It was a Big Night

Tonight on the way home from the Mexican restaurant, Liam asked me how babies are made. He has asked before but this time he insisted upon knowing. I asked him what he thought happened. He said, “there is an egg. And there is fertilization. And a baby is made by taking drugs.” I told him no drugs are required to make a baby. He goes to a school that focuses heavily on science education, so there has been plenty of discussion about mating among animals. So we talked about mating. He said that the when one animal loves another animal they get married. And that females often eat the males. And that I should eat dad. And sometimes the woman has a baby and then the man dies, like the male praying mantis, and that was much like divorce. It looked as though we were going off topic which really would have been ok by me. It also looked like his science education was failing us both. But then he mentioned the moths in my kitchen that rub their bottoms up against each other. And I knew we were back on topic. He said that first people get married. And then they hug. And then they kiss. Hugging and kissing must happen in that order. And then he said that fertilization must have something to do with the “private parts.” And the word “sex.” And I asked if he had noticed that the private parts among females and males were different. Yes, he’d noticed that.

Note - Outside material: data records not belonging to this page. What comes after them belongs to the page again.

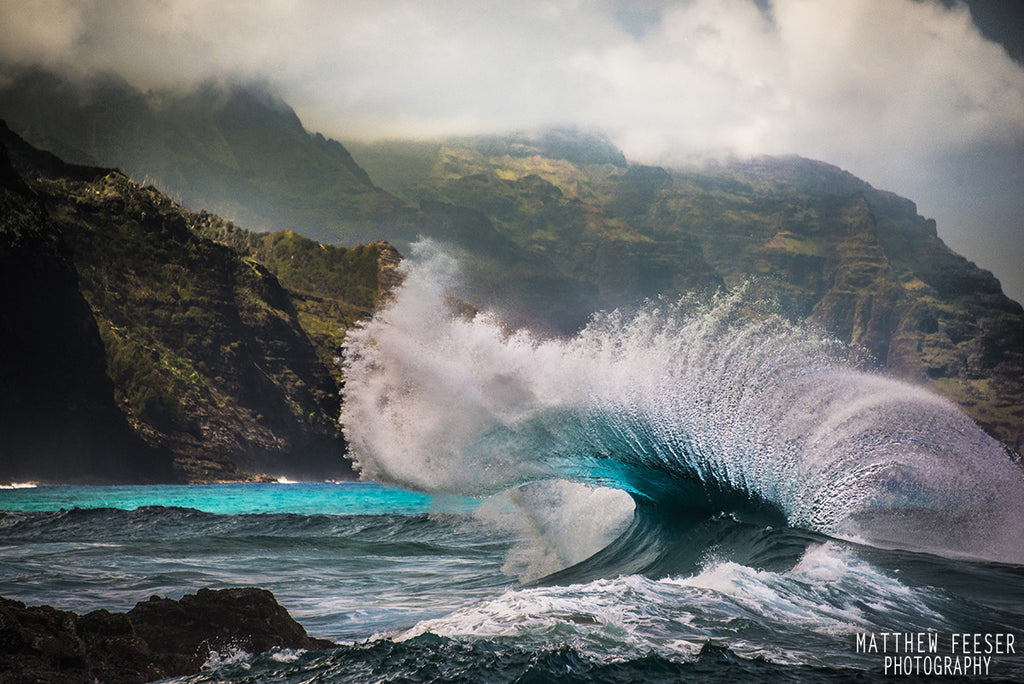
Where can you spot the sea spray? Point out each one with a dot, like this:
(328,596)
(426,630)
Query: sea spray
(692,408)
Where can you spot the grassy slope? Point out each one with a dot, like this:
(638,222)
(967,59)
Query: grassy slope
(830,249)
(210,355)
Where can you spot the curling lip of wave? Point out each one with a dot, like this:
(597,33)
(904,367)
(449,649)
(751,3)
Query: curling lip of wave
(688,408)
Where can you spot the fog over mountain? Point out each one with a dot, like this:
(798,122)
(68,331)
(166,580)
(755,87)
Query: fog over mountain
(919,96)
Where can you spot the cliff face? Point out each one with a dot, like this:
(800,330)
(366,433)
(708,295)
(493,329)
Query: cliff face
(551,227)
(57,415)
(832,250)
(196,346)
(237,151)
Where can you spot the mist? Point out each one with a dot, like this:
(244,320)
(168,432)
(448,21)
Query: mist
(907,94)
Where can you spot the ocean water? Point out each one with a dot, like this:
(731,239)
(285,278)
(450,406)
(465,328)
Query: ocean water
(691,492)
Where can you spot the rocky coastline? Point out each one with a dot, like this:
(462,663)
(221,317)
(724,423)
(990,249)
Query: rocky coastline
(157,639)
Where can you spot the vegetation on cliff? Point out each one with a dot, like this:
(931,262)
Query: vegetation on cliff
(858,262)
(209,354)
(552,226)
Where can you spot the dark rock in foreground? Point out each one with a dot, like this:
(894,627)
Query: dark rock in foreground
(158,638)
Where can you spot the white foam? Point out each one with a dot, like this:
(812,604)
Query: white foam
(438,402)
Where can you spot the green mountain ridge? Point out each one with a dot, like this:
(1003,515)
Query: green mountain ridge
(832,250)
(208,351)
(551,226)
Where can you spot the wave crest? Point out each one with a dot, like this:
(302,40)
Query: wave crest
(691,408)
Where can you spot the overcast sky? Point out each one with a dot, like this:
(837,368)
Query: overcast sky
(908,94)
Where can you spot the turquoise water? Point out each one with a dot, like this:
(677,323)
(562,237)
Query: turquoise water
(236,499)
(416,587)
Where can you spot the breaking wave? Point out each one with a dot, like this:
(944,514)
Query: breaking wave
(717,419)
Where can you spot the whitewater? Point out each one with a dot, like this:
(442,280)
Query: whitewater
(693,490)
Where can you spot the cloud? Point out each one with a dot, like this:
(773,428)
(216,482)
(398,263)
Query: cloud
(801,76)
(898,91)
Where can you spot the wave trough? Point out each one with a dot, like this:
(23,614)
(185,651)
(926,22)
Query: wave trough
(695,410)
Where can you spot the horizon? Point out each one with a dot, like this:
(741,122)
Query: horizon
(921,97)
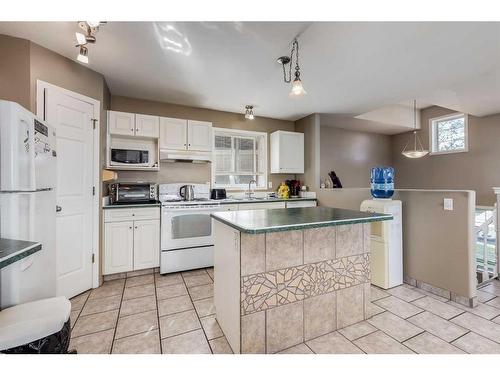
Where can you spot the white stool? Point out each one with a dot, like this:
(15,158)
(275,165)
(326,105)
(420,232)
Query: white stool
(36,327)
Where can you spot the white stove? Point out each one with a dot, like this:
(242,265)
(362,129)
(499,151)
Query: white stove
(187,240)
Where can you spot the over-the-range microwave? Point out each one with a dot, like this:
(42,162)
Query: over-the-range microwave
(130,157)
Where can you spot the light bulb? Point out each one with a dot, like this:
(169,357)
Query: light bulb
(83,56)
(297,88)
(93,24)
(80,39)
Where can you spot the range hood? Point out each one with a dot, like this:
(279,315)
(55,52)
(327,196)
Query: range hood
(185,156)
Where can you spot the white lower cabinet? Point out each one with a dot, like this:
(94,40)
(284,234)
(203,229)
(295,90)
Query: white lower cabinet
(119,247)
(146,244)
(131,239)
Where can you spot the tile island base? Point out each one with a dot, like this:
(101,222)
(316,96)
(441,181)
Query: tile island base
(277,289)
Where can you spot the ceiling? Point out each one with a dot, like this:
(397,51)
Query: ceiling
(348,68)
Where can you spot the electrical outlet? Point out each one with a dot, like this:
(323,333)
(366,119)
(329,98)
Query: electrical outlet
(448,204)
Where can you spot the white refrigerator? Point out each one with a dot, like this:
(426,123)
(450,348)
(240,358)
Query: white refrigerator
(27,202)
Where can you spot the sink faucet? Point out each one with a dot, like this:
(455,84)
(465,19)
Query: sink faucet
(249,192)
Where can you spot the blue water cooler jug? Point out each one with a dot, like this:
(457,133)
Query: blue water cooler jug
(382,182)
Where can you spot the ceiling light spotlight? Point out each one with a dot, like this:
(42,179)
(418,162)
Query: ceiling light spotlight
(297,88)
(249,112)
(83,55)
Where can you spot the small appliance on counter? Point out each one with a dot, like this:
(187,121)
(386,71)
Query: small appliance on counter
(218,194)
(133,193)
(386,243)
(382,182)
(294,186)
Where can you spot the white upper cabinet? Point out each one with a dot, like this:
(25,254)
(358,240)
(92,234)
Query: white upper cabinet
(180,134)
(173,133)
(121,123)
(135,125)
(287,152)
(147,126)
(199,135)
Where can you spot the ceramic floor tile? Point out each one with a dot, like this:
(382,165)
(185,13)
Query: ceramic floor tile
(139,280)
(137,323)
(95,323)
(140,272)
(297,349)
(438,326)
(78,301)
(174,305)
(138,305)
(142,343)
(482,310)
(210,272)
(138,291)
(211,327)
(479,325)
(332,343)
(492,288)
(484,296)
(495,302)
(108,289)
(171,291)
(197,272)
(397,306)
(439,308)
(220,346)
(201,291)
(95,343)
(406,293)
(175,324)
(98,305)
(475,344)
(394,326)
(377,293)
(169,279)
(188,343)
(355,331)
(380,343)
(372,310)
(195,280)
(204,307)
(426,343)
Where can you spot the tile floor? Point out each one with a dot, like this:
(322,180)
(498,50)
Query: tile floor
(151,313)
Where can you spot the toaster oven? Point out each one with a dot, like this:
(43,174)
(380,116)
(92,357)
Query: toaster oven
(135,192)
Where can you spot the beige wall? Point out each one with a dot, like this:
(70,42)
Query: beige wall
(187,172)
(352,154)
(310,126)
(474,170)
(438,245)
(15,70)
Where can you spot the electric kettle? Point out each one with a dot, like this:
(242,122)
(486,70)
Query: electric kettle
(187,192)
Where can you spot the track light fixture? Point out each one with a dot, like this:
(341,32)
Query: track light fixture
(249,112)
(297,88)
(82,40)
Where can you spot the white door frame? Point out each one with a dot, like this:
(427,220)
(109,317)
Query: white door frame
(40,110)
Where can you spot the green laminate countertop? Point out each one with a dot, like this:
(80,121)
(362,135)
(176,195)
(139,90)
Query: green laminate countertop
(282,219)
(14,250)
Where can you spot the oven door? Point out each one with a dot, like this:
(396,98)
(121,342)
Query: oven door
(185,227)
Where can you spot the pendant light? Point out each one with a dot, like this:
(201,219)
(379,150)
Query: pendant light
(297,88)
(249,112)
(418,150)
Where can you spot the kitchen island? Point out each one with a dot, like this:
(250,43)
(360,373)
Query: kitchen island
(284,276)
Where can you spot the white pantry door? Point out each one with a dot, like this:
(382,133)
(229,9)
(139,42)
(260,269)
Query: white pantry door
(72,118)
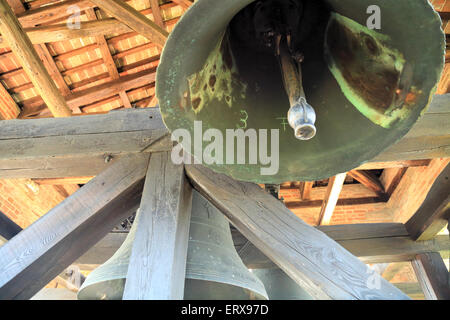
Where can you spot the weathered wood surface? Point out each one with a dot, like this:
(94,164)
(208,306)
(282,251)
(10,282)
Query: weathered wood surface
(434,212)
(432,275)
(334,188)
(50,148)
(157,265)
(45,148)
(134,19)
(316,262)
(380,243)
(8,229)
(42,251)
(25,53)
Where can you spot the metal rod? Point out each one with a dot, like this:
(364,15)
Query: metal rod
(301,115)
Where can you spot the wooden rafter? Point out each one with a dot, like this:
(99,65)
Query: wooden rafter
(108,60)
(434,212)
(69,229)
(157,271)
(369,180)
(23,49)
(331,198)
(305,190)
(134,19)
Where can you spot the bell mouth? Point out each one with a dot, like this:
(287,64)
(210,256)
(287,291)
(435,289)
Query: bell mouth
(305,132)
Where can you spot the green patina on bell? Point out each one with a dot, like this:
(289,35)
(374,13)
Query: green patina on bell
(367,87)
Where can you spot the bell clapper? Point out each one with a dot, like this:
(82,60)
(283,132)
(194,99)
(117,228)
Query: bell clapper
(301,115)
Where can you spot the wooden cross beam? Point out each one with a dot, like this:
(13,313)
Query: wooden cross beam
(134,19)
(307,255)
(77,146)
(157,265)
(42,251)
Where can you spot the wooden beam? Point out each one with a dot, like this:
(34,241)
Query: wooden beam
(108,60)
(305,189)
(8,229)
(434,212)
(432,275)
(156,11)
(157,265)
(60,32)
(134,19)
(386,249)
(369,180)
(8,107)
(96,93)
(331,198)
(305,254)
(23,49)
(48,155)
(42,251)
(185,4)
(51,12)
(62,181)
(393,164)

The sun is going down and we’re driving through the Mexican part of San Jose where the buildings are brightly painted and big families are out walking to or from the huge Catholic church at the center of town because today it’s Fat Tuesday, otherwise known as Shrove Tuesday, the night when Christians eat pancakes and make promises, And then I told him that not now, but some day his penis would get hard. And that inside it there was a substance called sperm which is what makes fertilization possible. In that brief moment where I said that short sentence I felt like the sky had opened up and I was talking to a man. And I could see out of my peripheral vision that it was all beginning to come together. And he said, “Oh my gosh! I think we need to change the subject!” In that moment I knew that I’m now on the other side of a conversation I have wondered about having since I was a very little girl, just after I found out from my mother about life, the universe and everything.

I’m giving him time for to digest what we’ve learned tonight before we go into any more detail. And I’m giving myself some time too.